あとは腕時計やアクセサリーなどであるが、基本的にかざりっ気のない人で高価な持ち物は何もなく、あっても古いものばかりである。






その物品のひとつひとつの価格はいくらぐらいか聞いてくる警官。







そんな古い物の値段なんかわかるはずもない。





警官は「だいたいでいいんです」という。








被害額って言い値みたいなとこがあるみたいで、いくら価格がわからないものでも




もし人に売るなら○○円で売る。

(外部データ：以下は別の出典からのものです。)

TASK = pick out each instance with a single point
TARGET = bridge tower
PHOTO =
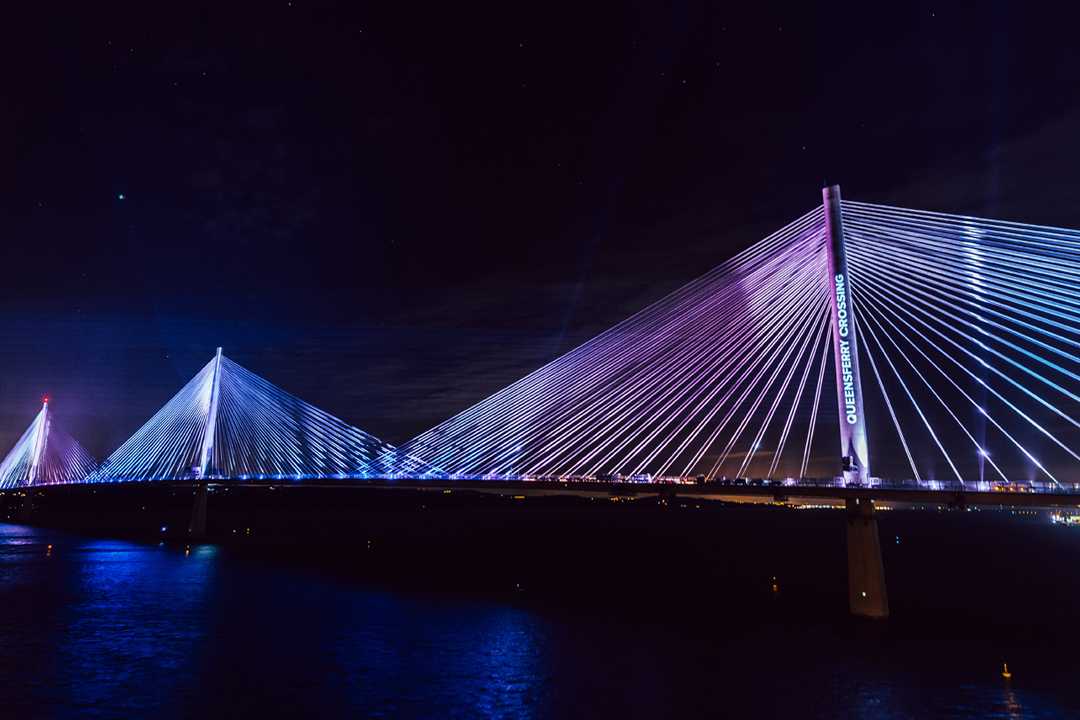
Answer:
(207, 448)
(854, 450)
(197, 528)
(40, 438)
(866, 589)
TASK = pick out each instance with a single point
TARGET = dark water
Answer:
(105, 628)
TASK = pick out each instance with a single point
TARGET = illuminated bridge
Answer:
(861, 351)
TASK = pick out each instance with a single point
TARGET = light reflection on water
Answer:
(110, 628)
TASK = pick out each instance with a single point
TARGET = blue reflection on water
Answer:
(107, 628)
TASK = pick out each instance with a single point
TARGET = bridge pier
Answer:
(866, 591)
(197, 529)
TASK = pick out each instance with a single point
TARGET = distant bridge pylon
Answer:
(229, 423)
(44, 454)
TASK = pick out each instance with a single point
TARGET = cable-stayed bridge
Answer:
(949, 340)
(940, 350)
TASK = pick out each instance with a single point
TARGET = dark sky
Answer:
(394, 211)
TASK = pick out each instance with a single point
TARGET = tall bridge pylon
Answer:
(854, 445)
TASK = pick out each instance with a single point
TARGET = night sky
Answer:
(394, 211)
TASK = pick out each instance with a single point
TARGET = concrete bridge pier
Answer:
(197, 529)
(866, 591)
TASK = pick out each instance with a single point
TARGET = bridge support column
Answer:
(866, 591)
(197, 529)
(854, 447)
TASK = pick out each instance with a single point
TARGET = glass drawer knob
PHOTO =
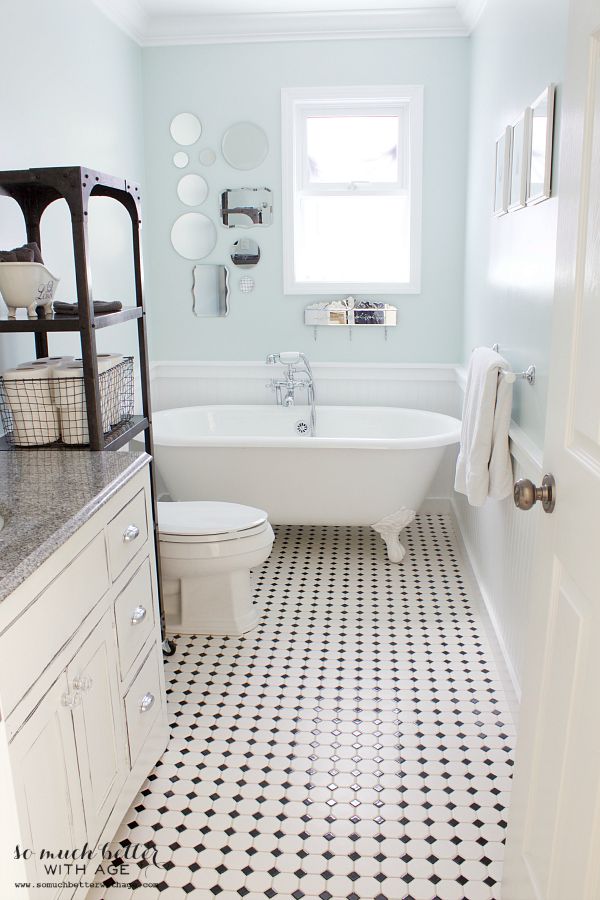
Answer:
(71, 700)
(83, 683)
(138, 615)
(130, 534)
(147, 702)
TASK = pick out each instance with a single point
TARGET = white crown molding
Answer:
(379, 24)
(170, 30)
(470, 12)
(128, 15)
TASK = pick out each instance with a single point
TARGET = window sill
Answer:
(350, 287)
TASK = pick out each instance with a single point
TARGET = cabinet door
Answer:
(47, 789)
(99, 725)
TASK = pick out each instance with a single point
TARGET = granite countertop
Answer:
(46, 495)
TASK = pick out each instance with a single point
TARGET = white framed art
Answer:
(540, 148)
(519, 161)
(502, 172)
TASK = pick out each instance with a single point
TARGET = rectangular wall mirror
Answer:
(246, 207)
(210, 291)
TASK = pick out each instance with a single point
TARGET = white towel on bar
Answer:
(483, 468)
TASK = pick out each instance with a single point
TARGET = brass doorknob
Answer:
(526, 494)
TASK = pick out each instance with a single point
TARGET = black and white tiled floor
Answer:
(356, 745)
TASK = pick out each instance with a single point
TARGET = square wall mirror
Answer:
(210, 291)
(246, 207)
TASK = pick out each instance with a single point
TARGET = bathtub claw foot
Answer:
(389, 529)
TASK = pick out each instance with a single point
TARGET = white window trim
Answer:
(292, 99)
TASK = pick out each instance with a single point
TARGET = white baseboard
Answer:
(506, 669)
(436, 505)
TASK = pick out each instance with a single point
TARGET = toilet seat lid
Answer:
(207, 517)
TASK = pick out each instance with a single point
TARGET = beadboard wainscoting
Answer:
(432, 387)
(498, 540)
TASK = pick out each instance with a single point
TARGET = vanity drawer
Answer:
(31, 642)
(143, 701)
(134, 615)
(126, 533)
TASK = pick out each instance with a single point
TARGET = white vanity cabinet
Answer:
(82, 696)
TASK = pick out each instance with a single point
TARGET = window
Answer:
(352, 169)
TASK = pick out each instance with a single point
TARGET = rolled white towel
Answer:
(29, 396)
(110, 388)
(51, 361)
(69, 396)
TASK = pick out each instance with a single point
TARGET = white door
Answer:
(99, 726)
(48, 792)
(553, 844)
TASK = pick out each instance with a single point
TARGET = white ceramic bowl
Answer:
(27, 285)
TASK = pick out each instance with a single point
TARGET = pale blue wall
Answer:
(509, 278)
(70, 94)
(227, 83)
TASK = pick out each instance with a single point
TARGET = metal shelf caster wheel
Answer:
(168, 647)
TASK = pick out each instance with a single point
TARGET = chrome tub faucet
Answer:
(294, 379)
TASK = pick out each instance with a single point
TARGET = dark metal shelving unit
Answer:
(34, 190)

ってな具合に盗まれた物品の被害額は決められるらしい。






被害総額ってのもずいぶんいいかげんなものだ。









しばらくするとオカンと警官が押し問答をしている。




何事かと思って話を聞くと






オカン:「あれは値段は付けれません・・・」







警官:「だいたいでいいんです・・・」






オカン:「ほんまに付けれないんです・・・」





警官:「困ったな・・・」





オカンは盗まれたあるアクセサリーには値段が付けれないとゴネてるのである。




「売るなら○○円」という言葉が頭にひっかかってて生真面目なオカンは額面通りに受け取り、売れないから値段が付けれないというのである。







「値段は付けれないです」




値段を付けれないアクセサリーとは











死んだ婆ちゃんからもらったネックレスのことである。










9人家族だったオカンは極貧家族であったが、お婆ちゃんは嫁入り前のオカンにせめて何か買ってあげたいと機械油が染みついたシワシワの手でネックレスを付けてくれたらしい。

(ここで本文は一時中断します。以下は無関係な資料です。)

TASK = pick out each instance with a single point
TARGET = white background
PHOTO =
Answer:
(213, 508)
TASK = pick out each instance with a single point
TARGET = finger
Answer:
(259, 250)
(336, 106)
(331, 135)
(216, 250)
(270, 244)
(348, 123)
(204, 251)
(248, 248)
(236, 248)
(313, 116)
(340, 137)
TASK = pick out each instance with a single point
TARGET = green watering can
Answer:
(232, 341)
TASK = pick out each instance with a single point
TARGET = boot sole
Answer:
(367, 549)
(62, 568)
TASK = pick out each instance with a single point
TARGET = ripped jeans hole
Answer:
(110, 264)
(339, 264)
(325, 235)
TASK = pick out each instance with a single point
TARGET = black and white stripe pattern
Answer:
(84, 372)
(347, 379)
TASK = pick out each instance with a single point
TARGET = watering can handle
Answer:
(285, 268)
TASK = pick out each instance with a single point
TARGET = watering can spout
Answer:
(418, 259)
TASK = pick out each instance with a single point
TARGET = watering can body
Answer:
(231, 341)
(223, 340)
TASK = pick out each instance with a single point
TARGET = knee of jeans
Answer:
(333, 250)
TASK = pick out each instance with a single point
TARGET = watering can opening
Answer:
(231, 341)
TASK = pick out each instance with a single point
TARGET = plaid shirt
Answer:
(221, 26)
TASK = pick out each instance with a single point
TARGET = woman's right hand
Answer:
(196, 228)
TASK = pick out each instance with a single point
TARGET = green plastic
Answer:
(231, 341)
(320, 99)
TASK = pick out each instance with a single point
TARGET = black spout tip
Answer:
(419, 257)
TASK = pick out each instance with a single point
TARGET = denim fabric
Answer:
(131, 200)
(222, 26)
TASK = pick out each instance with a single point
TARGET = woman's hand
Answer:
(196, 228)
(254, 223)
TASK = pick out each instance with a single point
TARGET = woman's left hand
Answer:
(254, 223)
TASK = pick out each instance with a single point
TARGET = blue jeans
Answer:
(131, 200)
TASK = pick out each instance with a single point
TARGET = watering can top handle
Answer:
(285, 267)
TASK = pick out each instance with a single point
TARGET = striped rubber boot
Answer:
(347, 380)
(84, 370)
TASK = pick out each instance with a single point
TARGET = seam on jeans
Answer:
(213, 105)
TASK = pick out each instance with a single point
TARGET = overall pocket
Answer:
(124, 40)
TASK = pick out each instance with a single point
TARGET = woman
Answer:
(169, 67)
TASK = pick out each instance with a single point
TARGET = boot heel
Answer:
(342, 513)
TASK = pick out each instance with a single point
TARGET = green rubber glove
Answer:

安物とはいえ当時の経済状況では、お婆ちゃんがそれを買うのは相当、大変だったはず。





俺が20歳の時に涙ながらにオカンが話していたのは覚えている。







「値段が付けれない」



本当にその通りなのだ。









警官:「うーん、困りましたな」





聴取が先に進まない。





見かねた俺はオカンの心のプライスレスも含めて代弁した。







俺:「たぶん100万円くらいやと思います」



と言うやいなや、即座に






オカン:「そんな、せえへんわ!!!!」



生真面目で謙虚な性格なのである。






オカン:「じゃあ2万円くらいで・・・」






婆ちゃんの思い出も意外と安く売るな思った。









捜査も一通り終わった。








「捜査はしますが、空き巣の場合、現行犯以外で犯人が見つかる可能性は極めて低いです。何か捜査に進展があれば連絡します。」



空き巣での犯人逮捕は期待できないらしい。








ともあれ今回はオカンが無事でよかった。









仮にオカンが物音に気づき、空き巣とばったり出くわして危害を加えられてたかもしれないと思うとゾっとする。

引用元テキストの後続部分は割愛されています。